Après des années à demander aux gouvernements ukrainiens successifs d’entreprendre de douloureuses réformes pour se rapprocher de l’ouest, l’ouest se trouve désormais dans une position paradoxale. S'il veut sauver le nouveau gouvernement d'une contre-révolution soutenue par la Russie, il devra oublier toutes les réformes qui aliéneront les citoyens ordinaires et donner à la place d'énormes sommes d'argent sans aucune condition. L’Union européenne a laissé croire aux manifestants de Kiev que leurs actions avaient rapproché l’Ukraine de son adhésion à l’Union européenne - mais, au contraire, c’est encore plus loin qu’avant la révolution.

Dans ces circonstances, il est essentiel que l'Occident et la Russie agissent avec prudence. La question ici n'est pas la Crimée. À partir du moment où le gouvernement Ianoukovitch de Kiev a été renversé, il était évident que la Crimée était effectivement perdue au profit de l'Ukraine. La Russie a le plein contrôle militaire de la péninsule avec le soutien de la grande majorité de sa population et seule une invasion militaire occidentale peut l'expulser.

Cela ne signifie pas que la Crimée va déclarer son indépendance. Jusqu'à présent, l'appel du parlement de Crimée n'a été que pour une autonomie accrue. Cela signifie toutefois que la Russie décidera du sort de la Crimée quand et comme elle le voudra. Pour le moment, Moscou semble utiliser la Crimée, à l'instar de Ianoukovitch, pour influencer l'évolution de l'Ukraine dans son ensemble.

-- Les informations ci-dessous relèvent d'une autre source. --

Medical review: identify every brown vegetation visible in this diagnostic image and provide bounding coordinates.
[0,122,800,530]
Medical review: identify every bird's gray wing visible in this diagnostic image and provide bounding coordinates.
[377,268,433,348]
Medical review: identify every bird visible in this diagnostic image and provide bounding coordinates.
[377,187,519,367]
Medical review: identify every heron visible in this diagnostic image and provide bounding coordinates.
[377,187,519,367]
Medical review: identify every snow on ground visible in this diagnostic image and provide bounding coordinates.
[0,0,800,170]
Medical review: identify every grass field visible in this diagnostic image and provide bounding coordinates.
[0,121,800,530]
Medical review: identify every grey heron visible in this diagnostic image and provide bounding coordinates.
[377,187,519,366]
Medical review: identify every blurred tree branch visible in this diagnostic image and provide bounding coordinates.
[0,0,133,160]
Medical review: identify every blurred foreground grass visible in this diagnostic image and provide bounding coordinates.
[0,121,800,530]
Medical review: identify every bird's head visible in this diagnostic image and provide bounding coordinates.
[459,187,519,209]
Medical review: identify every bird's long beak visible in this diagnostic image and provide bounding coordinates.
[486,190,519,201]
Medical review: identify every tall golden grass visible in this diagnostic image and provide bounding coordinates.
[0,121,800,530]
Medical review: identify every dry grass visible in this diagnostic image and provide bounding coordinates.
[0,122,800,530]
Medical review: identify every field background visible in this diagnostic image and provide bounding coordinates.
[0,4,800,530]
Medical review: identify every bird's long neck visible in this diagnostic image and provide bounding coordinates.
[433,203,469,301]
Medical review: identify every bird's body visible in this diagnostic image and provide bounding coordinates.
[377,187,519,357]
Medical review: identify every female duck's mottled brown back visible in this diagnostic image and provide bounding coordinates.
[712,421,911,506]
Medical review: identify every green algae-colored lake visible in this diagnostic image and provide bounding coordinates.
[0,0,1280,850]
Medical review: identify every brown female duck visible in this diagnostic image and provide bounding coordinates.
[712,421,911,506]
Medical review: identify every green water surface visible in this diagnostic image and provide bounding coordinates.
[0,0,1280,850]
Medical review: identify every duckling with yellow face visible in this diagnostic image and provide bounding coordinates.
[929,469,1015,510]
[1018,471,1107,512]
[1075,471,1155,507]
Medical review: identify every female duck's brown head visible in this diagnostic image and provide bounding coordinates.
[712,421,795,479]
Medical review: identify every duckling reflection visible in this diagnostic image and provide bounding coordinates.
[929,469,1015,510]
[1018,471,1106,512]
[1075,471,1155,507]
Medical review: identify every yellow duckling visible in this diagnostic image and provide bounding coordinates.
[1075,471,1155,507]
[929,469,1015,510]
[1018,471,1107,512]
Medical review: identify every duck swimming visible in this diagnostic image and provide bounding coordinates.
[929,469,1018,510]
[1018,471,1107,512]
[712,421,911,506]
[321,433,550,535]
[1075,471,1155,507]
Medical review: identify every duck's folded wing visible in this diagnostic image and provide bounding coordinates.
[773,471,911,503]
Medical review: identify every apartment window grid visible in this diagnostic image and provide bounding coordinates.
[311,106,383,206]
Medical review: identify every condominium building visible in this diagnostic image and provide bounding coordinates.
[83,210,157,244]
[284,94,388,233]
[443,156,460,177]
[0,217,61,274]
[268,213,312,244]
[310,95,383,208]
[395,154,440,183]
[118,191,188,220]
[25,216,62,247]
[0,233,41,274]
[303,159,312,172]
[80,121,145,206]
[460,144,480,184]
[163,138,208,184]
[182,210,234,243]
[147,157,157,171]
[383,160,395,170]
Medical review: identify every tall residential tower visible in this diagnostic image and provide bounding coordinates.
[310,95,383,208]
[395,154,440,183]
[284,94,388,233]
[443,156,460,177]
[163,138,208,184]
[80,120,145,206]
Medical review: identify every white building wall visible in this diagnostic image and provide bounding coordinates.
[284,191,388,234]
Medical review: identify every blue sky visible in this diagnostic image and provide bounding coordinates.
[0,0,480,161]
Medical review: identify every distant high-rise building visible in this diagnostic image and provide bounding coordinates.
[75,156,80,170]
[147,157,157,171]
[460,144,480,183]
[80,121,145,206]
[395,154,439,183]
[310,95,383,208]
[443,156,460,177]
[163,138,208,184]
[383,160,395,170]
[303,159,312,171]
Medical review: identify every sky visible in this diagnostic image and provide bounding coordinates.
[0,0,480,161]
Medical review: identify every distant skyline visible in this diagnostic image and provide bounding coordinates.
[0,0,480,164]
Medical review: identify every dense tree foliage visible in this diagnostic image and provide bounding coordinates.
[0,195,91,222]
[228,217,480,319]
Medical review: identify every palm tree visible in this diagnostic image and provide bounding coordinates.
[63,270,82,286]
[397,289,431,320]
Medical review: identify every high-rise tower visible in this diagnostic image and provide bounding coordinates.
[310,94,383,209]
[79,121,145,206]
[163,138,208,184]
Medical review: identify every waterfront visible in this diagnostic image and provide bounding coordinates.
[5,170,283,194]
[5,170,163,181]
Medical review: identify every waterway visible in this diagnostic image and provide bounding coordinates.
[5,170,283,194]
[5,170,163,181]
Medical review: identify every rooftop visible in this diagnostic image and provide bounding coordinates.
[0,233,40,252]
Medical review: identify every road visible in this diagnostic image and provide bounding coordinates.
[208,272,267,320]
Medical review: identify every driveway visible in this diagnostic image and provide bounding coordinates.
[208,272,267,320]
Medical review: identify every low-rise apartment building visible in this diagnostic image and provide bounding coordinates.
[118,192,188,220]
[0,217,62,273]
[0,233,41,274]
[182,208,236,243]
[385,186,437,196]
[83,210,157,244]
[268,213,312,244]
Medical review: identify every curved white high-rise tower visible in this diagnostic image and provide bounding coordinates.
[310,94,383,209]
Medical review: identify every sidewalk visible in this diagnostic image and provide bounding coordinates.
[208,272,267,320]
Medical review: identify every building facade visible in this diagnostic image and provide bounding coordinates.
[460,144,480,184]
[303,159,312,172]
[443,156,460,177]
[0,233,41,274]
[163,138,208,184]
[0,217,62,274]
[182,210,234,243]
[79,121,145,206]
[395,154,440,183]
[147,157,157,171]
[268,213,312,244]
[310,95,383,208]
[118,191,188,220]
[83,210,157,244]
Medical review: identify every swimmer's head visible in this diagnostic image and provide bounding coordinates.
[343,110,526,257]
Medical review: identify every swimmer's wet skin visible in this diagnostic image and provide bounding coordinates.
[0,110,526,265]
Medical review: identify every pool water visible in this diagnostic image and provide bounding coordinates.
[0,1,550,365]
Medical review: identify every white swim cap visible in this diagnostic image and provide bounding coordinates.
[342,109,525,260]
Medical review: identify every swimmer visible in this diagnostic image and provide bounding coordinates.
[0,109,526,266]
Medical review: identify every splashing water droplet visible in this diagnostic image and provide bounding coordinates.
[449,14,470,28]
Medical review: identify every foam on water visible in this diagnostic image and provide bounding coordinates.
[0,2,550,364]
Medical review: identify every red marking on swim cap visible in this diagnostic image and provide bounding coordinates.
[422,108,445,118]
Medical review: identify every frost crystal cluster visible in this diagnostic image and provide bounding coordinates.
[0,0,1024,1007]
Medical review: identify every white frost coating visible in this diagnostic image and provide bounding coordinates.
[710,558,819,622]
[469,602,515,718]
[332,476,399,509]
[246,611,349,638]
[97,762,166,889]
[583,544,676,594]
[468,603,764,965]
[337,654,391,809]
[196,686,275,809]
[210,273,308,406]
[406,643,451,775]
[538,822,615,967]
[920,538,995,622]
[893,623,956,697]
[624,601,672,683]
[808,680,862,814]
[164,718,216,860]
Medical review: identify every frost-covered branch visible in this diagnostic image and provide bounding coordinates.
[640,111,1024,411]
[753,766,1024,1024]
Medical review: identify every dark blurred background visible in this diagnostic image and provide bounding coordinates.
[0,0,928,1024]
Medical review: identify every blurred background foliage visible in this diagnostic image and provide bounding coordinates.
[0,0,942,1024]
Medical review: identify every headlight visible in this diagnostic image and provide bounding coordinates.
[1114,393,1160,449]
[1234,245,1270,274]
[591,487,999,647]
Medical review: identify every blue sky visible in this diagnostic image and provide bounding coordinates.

Il semble également improbable que le gouvernement de Kiev tente de reprendre la Crimée par la force, à la fois parce que cela entraînerait leur inévitable défaite et que même certains nationalistes ukrainiens m'ont dit en privé que la Crimée ne faisait jamais partie de l'Ukraine historique. Ils seraient prêts à le sacrifier si c'était le prix à payer pour sortir le reste de l'Ukraine de l'orbite de la Russie.

Mais ce n'est pas le cas d'importantes villes ukrainiennes comptant d'importantes populations russes, telles que Donetsk, Kharkov et Odessa. Le problème réel et urgent à présent est de savoir ce qui se passe dans l'est et le sud de l'Ukraine, et il est essentiel qu'aucune des deux parties ne commence à recourir à la force. Toute initiative du nouveau gouvernement ukrainien ou des milices nationalistes visant à renverser les autorités locales élues et à réprimer les manifestations antigouvernementales dans ces régions est susceptible de provoquer une intervention militaire russe. Toute intervention militaire russe à son tour obligera le gouvernement et l'armée ukrainiens (ou du moins ses factions les plus nationalistes) à se battre.

L'ouest doit faire pression

L’Occident doit donc faire pression, non seulement de Moscou, mais de Kiev. Toute aide au gouvernement de Kiev devrait être strictement subordonnée à des mesures visant à rassurer les populations russophones de l’est et du sud du pays: respect des autorités locales élues; restauration du statut officiel des langues minoritaires; et surtout, pas de recours à la force dans ces régions. À plus long terme, le seul moyen de garder l'Ukraine unie pourrait être l'introduction d'une nouvelle constitution fédérale dotée de pouvoirs beaucoup plus étendus pour les différentes régions.

Mais c'est pour le futur. Pour le moment, il est impératif d'empêcher la guerre. La guerre en Ukraine serait une catastrophe économique, politique et culturelle pour la Russie. À bien des égards, le pays ne récupérerait jamais, mais la Russie gagnerait la guerre elle-même. Comme l'a prouvé 2008 en août, si la Russie considère que ses intérêts vitaux dans l'ex-URSS sont attaqués, elle se battra. L'OTAN ne le fera pas. La guerre en Ukraine porterait donc également un coup terrible au prestige de l'OTAN et de l'Union européenne, dont ces organisations pourraient ne jamais se remettre.

Il y a un siècle, deux groupes de pays dont les véritables intérêts communs l'emportaient largement sur leurs différences se sont laissés entraîner dans une guerre européenne au cours de laquelle plus d'un million de 10 sont morts et chaque pays a subi des pertes irréparables. Au nom de ces morts, chaque citoyen sensé et responsable de l’Ouest, de la Russie et de l’Ukraine elle-même devrait à présent appeler à la prudence et à la retenue de la part de leurs dirigeants respectifs.